Scully agrees, and recounts a conversation she had with representatives of the National Rifle Association. “They told me that only gang kids use assault weapons so, 'Why don't you just let them kill each other. Why are you worried about it?'” The NRA's idea of a gun-deterrence program for kids includes a video and comic book starring a character named “Eddie,” who wears a feathered eagle suit and dances to this rap-music rhyme: “If you see a gun, stop, don't touch, leave the room, tell an adult.” A copy of Guns and Ammo with a profile of the NRA's Eddie is passed around the room. [page]

“Fuck that,” says Antonio. “Let's go shoot Eddie the Eagle.”
Antonio isn't kidding. He's an experienced shooter. “We don't shoot to kill,” he states. “We just want to score. I try to aim low on purpose. So if they die, maybe it's their time. And [other gangs] do the same with us.”

“Yeah, like the ones that shot at us an hour ago,” says Walter. Everybody, including Scully, laughs out loud.

Rudy underscores the point that not all shootings are meant to kill by paraphrasing a refrain from Snoop Doggy Dogg: “Murder was not the case,” he murmurs a few times.

“I have nightmares of getting killed,” confesses Rudy. “At three in the morning every night I wake up with the sweats.”

“Ahhh: What a wimp,” says Antonio, as everybody moans. Hats and wads of paper fly across the room at Rudy.

“Have you seen Boyz N the Hood?” Scully asks.
Antonio takes offense at mention of the film.
“We don't shoot just for the hell of it. We're not like that man that shot you,” he says, explaining that no Latino gang in San Francisco will shoot another gang member while he's in the presence of children — and never when the mom is around. “You never hear of innocents getting shot. This is a gang-on-gang thing,” he says.

After two hours of informal talking, someone mentions the “bribery” that enticed the gang to visit 101 California in the first place — the promise of free burritos. Antonio takes command and declares the meeting over. It's been a tiring afternoon.
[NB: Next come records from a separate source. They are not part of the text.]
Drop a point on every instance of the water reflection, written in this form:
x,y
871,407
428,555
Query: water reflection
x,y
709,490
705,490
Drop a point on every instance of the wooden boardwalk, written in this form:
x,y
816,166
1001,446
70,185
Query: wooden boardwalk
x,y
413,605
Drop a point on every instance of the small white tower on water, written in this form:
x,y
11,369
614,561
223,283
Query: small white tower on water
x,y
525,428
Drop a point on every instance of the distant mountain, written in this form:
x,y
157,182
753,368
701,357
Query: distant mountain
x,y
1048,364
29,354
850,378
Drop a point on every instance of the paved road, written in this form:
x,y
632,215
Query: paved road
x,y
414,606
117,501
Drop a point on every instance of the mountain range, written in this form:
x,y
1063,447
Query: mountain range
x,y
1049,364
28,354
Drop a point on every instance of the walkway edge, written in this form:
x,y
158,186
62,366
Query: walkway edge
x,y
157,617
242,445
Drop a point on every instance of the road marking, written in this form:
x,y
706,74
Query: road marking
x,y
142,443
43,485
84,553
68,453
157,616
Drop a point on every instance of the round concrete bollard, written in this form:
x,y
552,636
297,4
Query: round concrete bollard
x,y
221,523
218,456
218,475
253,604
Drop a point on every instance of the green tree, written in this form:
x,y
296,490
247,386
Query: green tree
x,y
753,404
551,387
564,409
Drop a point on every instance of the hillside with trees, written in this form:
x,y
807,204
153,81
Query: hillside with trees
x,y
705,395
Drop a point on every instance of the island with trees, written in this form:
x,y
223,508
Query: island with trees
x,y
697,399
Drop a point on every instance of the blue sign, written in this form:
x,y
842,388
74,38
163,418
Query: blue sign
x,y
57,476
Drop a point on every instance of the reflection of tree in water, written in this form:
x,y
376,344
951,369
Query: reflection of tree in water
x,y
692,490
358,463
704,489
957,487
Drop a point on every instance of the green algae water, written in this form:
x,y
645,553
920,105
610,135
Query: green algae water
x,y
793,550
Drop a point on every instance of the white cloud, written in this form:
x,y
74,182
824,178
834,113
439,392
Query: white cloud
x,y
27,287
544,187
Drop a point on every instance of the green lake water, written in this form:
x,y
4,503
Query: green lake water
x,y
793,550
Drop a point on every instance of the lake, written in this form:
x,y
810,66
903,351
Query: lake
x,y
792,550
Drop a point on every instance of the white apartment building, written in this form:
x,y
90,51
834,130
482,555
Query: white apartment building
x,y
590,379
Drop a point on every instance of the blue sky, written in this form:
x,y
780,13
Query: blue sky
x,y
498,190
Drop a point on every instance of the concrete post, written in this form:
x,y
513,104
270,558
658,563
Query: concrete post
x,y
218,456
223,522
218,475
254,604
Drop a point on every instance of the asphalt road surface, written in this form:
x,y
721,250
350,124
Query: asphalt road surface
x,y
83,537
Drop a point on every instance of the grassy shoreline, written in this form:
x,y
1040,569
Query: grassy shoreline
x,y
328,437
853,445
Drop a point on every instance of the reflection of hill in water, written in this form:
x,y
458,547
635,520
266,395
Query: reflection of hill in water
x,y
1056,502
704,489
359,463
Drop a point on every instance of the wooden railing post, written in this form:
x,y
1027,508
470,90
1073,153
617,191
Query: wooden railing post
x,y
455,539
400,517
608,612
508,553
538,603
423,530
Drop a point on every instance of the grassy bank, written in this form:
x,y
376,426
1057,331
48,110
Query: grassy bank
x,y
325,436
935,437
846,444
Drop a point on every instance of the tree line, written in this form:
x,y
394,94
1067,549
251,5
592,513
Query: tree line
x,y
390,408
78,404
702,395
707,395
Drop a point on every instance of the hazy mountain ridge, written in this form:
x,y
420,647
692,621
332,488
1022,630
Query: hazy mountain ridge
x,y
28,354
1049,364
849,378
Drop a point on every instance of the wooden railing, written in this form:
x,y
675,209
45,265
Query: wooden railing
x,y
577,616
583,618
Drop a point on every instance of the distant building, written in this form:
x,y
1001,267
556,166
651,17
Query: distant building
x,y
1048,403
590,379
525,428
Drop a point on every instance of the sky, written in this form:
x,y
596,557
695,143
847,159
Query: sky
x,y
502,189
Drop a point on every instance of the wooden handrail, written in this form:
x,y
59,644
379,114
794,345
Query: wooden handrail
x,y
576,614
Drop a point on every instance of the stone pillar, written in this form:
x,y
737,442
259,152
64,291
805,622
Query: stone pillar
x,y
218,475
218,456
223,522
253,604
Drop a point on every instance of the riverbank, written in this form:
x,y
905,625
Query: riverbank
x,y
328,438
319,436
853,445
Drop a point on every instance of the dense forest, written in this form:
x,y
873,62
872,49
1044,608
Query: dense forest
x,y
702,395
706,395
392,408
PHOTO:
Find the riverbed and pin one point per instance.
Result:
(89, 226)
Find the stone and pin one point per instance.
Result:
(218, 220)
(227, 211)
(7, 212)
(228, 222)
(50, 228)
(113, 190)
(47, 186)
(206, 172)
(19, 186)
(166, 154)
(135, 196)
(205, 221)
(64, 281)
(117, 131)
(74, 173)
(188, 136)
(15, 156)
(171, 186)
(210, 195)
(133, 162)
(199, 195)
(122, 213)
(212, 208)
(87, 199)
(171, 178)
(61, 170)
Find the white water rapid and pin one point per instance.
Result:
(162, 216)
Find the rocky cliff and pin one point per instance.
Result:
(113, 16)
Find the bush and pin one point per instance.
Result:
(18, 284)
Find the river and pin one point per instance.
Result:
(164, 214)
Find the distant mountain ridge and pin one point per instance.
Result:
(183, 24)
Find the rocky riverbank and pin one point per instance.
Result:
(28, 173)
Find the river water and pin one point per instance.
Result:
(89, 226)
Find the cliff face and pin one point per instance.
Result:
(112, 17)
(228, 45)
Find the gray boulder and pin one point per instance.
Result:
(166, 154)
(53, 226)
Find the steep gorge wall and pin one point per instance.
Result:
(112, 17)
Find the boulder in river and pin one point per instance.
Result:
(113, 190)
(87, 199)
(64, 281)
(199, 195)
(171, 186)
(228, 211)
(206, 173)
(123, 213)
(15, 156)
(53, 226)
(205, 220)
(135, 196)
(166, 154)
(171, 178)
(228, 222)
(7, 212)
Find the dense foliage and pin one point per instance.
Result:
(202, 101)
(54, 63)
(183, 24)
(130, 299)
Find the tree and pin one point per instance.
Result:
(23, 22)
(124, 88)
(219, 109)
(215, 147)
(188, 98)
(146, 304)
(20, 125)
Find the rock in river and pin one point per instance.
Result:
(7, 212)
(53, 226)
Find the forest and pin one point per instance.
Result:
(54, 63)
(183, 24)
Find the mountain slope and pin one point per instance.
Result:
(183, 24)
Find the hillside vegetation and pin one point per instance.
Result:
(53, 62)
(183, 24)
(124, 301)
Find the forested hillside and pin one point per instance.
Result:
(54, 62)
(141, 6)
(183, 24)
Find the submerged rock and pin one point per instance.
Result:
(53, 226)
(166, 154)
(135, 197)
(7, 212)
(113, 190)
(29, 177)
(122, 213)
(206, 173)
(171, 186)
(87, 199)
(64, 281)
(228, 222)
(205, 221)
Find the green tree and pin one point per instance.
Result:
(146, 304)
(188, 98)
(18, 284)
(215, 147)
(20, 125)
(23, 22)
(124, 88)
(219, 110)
On the way out the door, some gang members question Scully's sincerity. “Why would she be interested in us — only to get our secrets?” says a kid named Ricky.
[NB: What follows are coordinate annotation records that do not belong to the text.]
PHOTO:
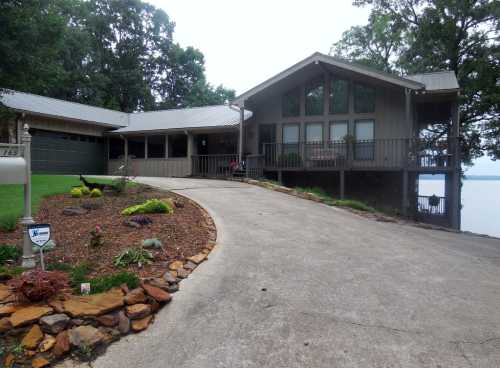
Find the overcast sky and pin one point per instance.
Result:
(246, 42)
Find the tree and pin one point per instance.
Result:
(458, 35)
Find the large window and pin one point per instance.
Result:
(338, 130)
(314, 132)
(177, 145)
(156, 146)
(339, 96)
(136, 147)
(364, 98)
(290, 104)
(315, 98)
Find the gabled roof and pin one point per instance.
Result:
(188, 118)
(52, 107)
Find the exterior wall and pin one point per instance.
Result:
(389, 115)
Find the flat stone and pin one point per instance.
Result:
(135, 296)
(5, 325)
(161, 296)
(175, 265)
(94, 305)
(40, 362)
(62, 345)
(108, 320)
(47, 343)
(141, 324)
(123, 323)
(31, 340)
(29, 315)
(138, 311)
(85, 336)
(54, 323)
(198, 258)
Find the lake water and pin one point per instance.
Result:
(480, 200)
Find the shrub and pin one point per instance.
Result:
(8, 222)
(150, 206)
(139, 256)
(37, 285)
(9, 252)
(85, 190)
(96, 193)
(76, 193)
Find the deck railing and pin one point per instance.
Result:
(365, 154)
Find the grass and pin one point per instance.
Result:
(12, 195)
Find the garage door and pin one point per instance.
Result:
(62, 153)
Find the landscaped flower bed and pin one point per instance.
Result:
(133, 264)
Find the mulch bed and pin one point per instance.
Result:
(183, 234)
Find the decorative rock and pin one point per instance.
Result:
(108, 320)
(39, 362)
(138, 311)
(47, 343)
(123, 323)
(28, 315)
(5, 325)
(74, 211)
(85, 336)
(175, 265)
(54, 323)
(190, 265)
(135, 296)
(167, 276)
(141, 324)
(93, 305)
(32, 338)
(182, 273)
(161, 296)
(200, 257)
(62, 345)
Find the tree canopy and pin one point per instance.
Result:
(117, 54)
(414, 36)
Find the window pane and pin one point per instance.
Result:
(364, 130)
(314, 132)
(339, 96)
(364, 98)
(314, 98)
(156, 146)
(338, 130)
(136, 147)
(290, 133)
(291, 103)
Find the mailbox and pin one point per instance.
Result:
(12, 170)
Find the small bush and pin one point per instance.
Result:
(131, 256)
(8, 222)
(9, 252)
(85, 190)
(96, 193)
(37, 285)
(357, 205)
(76, 193)
(104, 283)
(150, 206)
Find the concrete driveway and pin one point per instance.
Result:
(294, 283)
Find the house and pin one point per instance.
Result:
(323, 121)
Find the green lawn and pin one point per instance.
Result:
(12, 196)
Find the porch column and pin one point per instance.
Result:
(240, 141)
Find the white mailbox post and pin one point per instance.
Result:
(15, 168)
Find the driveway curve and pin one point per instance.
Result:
(294, 283)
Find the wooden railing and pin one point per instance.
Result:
(366, 154)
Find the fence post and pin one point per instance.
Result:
(28, 257)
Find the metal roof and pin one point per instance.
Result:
(52, 107)
(188, 118)
(437, 81)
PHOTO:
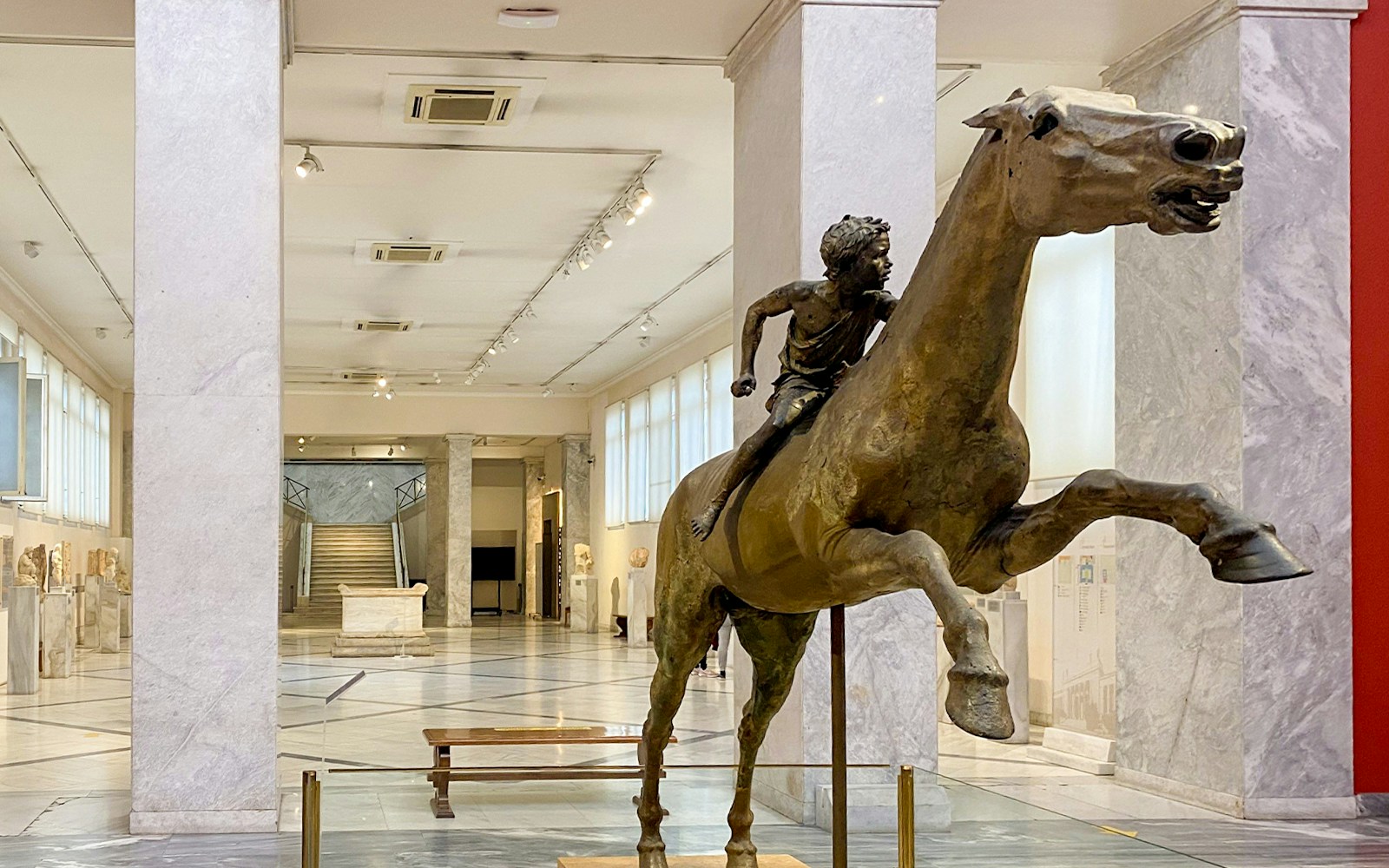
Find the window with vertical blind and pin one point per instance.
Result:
(78, 450)
(659, 435)
(615, 464)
Scully promises a followup meeting, pledging she'll visit them where they hang out in the Mission District. “If she comes, we'll know she's not just a fine lady, but a true lady,” says Antonio. Consensus is reached that if Scully reappears on their turf, the kids will believe she was sincere.
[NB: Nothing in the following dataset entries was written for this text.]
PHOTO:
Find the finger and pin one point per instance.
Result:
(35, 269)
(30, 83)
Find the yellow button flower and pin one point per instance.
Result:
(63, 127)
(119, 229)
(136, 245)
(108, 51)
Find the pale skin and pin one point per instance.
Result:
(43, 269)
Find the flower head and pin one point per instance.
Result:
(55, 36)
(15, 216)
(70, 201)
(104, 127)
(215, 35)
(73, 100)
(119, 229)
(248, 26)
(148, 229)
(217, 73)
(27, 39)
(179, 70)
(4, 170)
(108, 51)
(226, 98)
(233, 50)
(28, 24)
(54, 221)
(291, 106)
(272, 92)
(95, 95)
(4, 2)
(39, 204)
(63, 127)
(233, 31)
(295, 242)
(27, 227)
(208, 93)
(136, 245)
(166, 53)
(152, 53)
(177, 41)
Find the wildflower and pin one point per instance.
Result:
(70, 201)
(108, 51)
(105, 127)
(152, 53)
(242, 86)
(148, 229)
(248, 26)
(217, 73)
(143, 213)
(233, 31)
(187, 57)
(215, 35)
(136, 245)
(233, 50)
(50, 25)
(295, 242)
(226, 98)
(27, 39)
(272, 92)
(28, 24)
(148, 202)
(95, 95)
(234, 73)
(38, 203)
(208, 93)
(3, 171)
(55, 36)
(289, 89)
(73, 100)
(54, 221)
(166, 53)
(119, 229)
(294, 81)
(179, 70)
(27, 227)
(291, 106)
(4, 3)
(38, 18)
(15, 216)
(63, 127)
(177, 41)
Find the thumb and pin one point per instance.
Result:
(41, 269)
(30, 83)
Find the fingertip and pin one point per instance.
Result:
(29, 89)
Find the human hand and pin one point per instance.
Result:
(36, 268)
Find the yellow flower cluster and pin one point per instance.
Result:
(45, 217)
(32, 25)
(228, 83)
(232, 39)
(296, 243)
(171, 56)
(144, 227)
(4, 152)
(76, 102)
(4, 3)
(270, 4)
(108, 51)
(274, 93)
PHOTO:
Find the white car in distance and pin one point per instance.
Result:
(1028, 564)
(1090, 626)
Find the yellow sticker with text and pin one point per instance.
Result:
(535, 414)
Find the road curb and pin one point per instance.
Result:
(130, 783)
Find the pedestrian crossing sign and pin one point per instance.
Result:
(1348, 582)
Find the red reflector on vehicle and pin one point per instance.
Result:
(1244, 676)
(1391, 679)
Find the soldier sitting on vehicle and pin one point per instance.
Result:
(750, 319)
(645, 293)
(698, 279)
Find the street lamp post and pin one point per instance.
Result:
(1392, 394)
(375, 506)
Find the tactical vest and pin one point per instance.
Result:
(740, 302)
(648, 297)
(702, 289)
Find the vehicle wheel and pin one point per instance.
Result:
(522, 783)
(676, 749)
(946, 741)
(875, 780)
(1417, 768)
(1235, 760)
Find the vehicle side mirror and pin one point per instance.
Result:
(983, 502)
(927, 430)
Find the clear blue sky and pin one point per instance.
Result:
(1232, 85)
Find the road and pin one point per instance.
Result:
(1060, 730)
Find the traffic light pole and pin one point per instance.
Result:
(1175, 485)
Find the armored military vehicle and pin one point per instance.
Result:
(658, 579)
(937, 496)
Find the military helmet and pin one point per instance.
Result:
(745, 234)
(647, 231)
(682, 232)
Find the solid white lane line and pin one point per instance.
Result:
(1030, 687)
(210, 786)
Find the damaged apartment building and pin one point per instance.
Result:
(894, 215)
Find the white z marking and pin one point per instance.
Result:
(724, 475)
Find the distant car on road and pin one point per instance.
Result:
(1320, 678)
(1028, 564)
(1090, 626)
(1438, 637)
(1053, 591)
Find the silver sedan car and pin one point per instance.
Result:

“I've spoken to many people about these kids,” says Scully a few days after the meeting. “The most striking thing about them was that they were basically good, intelligent and articulate but caught in this deadly game of gang warfare. We have got to do everything possible to remove guns from their situation.”

Fourteen-year-old Mario, another “shooter,” didn't speak during the downtown meeting. But during the ride home he confesses, “You know, I have nightmares, too. I pray that when I shoot someone I won't kill them. What would be worse than getting shot is shooting someone else.” He walks away from the car, alone and contemplative.